- Purpose: determine best treatment for liver disease

= Child–Pugh score =

Scoring system to assess the prognosis of chronic liver disease

In medicine, specifically gastroenterology, the Child–Pugh score (or the Child–Turcotte–Pugh (CTP) score or Child Criteria) is used to assess the prognosis of chronic liver disease, mainly cirrhosis. Although it was originally used to predict mortality during surgery, it is now used to determine the prognosis, as well as the required strength of treatment and the necessity of liver transplantation.

==Scoring==
The score employs five clinical measures of liver disease. Each measure is scored 1–3, with 3 indicating most severe derangement.

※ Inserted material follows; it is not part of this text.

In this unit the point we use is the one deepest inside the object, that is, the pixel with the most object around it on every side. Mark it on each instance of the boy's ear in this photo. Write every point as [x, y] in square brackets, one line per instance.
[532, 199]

Either the prothrombin time or INR should be used to calculate the Child–Pugh score, not both.

| Measure |  | 1 point | 2 points | 3 points |
| Total bilirubin, μmol/L (mg/dL) |  | < 34 (< 2) | 34–50 (2–3) | > 50 (> 3) |
| Serum albumin, g/dL |  | > 3.5 | 2.8–3.5 | < 2.8 |
| OR | Prothrombin time, prolongation (s) | < 4.0 | 4.0–6.0 | > 6.0 |
| INR | < 1.7 | 1.7–2.3 | > 2.3 |
| Ascites |  | None | Mild (or suppressed with medication) | Moderate to severe (or refractory) |
| Hepatic encephalopathy |  | None | Grade I–II | Grade III–IV |

In primary sclerosing cholangitis (PSC) and primary biliary cholangitis (PBC), some use a modified Child–Pugh score where the bilirubin references are changed to reflect the fact that these diseases feature high conjugated bilirubin levels. The upper limit for 1 point is 68 μmol/L (4 mg/dL) and the upper limit for 2 points is 170 μmol/L (10 mg/dL).

==Interpretation==
Chronic liver disease is classified into Child–Pugh class A to C, employing the added score from above.

| Points | Class | One-year survival | Two-year survival |
|---|---|---|---|
| 5–6 | A | 100% | 85% |
| 7–9 | B | 80% | 60% |
| 10–15 | C | 45% | 35% |

==Related scoring systems==
- MELD Score
- MELD-Plus

==History==
The surgeon and portal hypertension expert Charles Gardner Child (1908–1991) (with Turcotte) of the University of Michigan first proposed the scoring system in 1964 in a textbook on liver disease. It was modified by Pugh et al. in 1972 in a report on surgical treatment of bleeding from esophageal varices. They replaced Child's criterion of nutritional status with the prothrombin time or INR, and assigned scores of 1–3 to each variable.